Beispiel Bluthochdruck:
2018 entdeckte ich bei mir selbst deutlich erhöhte Blutdruckwerte – im Schlaganfall-gefährdeten Bereich. Zunächst nahm ich blutdrucksenkende Medikamente, stellte dann aber auf Intervallfasten um:
16 Stunden Fasten
8 Stunden Essenszeit (2 Mahlzeiten: Frühstück 9–10 Uhr, warme Mahlzeit 16–17 Uhr)
Ergebnis:
nach 14 Tagen Medikamentendosis halbiert
nach weiteren 14 Tagen ohne Medikamente
nach einem Jahr 10 kg Gewichtsverlust
LEBENSSTILMEDIZIN IM VORMARSCH
Lebensstilmedizin ist heute ein anerkanntes Fachgebiet zur Behandlung chronischer Erkrankungen wie Herz-Kreislauf-Leiden, Typ-2-Diabetes, Adipositas und Bluthochdruck. Sie setzt auf sechs Säulen:
Pflanzenbasierte Vollwertkost – reich an Ballaststoffen, Antioxidantien, hoher Nährstoffdichte
Regelmäßige Bewegung – körperliche Aktivität + gezielter Sport
Ausreichender Schlaf – mind. 7 Stunden, regelmäßiger Rhythmus
Stressbewältigung – negative Stressreaktionen erkennen, Strategien entwickeln
Vermeidung von Risikosubstanzen – Nikotin, Alkohol, Drogen
Positive soziale Kontakte – fördern emotionale und körperliche Gesundheit
SIEG ÜBER 7 KRANKHEITEN – OHNE MEDIKAMENTE
Harvard-Universität empfiehlt:
Arthritis: Gewichtsreduktion + Bewegung = weniger Schmerzen, mehr Beweglichkeit
Erhöhtes Cholesterin: weniger gesättigte Fette, lösliche Ballaststoffe, evtl.

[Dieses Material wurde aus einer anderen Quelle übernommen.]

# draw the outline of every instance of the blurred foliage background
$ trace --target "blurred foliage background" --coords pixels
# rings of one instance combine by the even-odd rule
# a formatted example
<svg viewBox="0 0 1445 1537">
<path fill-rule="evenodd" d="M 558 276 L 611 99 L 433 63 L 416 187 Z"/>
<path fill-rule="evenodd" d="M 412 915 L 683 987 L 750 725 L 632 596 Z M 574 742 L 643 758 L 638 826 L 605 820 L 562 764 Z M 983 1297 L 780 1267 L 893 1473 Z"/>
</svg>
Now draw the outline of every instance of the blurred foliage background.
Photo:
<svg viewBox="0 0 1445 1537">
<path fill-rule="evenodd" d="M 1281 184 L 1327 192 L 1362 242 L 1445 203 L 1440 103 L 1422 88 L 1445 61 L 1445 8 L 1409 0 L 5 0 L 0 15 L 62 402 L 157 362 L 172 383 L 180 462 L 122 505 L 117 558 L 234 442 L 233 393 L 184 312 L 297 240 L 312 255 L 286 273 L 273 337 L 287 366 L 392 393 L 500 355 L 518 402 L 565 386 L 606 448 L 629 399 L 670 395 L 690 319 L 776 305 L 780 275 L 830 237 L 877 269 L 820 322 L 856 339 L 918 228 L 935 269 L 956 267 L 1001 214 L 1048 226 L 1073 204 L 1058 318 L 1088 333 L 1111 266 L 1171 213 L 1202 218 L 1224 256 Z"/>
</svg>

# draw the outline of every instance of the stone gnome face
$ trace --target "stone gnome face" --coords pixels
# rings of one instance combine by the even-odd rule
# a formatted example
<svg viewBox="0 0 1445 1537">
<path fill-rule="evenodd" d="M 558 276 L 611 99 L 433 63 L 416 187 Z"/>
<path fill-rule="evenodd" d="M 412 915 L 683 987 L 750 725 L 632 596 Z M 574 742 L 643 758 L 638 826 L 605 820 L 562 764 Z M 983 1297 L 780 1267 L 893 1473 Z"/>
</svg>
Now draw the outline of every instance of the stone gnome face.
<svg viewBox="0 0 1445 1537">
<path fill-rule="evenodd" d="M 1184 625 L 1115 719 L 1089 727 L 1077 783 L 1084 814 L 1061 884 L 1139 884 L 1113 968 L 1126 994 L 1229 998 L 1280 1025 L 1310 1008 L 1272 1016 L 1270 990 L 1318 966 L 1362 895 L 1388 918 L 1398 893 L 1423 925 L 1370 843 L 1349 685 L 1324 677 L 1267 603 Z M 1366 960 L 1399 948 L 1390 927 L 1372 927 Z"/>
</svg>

Margarine mit Sterolen
Kognitiver Abbau: Gedächtnistraining + Bewegung
Depressionen: regelmäßige Bewegung als starkes Antidepressivum
Diabetes Typ 2: Sport → Muskeln werden insulinempfindlicher, weniger Zucker und einfache Kohlenhydrate
Bluthochdruck: Gewichtsreduktion, Bewegung, salzarme Ernährung
Osteoporose: Bewegung stärkt Knochen, Vitamin D + Kalzium
ES GIBT HOFFNUNG!
Eine Befragung von über 1.000 Menschen ergab:
45 % der Franzosen
42 % der Deutschen
versuchen, die Einnahme von Medikamenten zu vermeiden.
Appell: Versuchen auch Sie, gemeinsam mit Ihrem Arzt, durch Lebensstiländerung auf Medikamente zu verzichten oder sie zu reduzieren.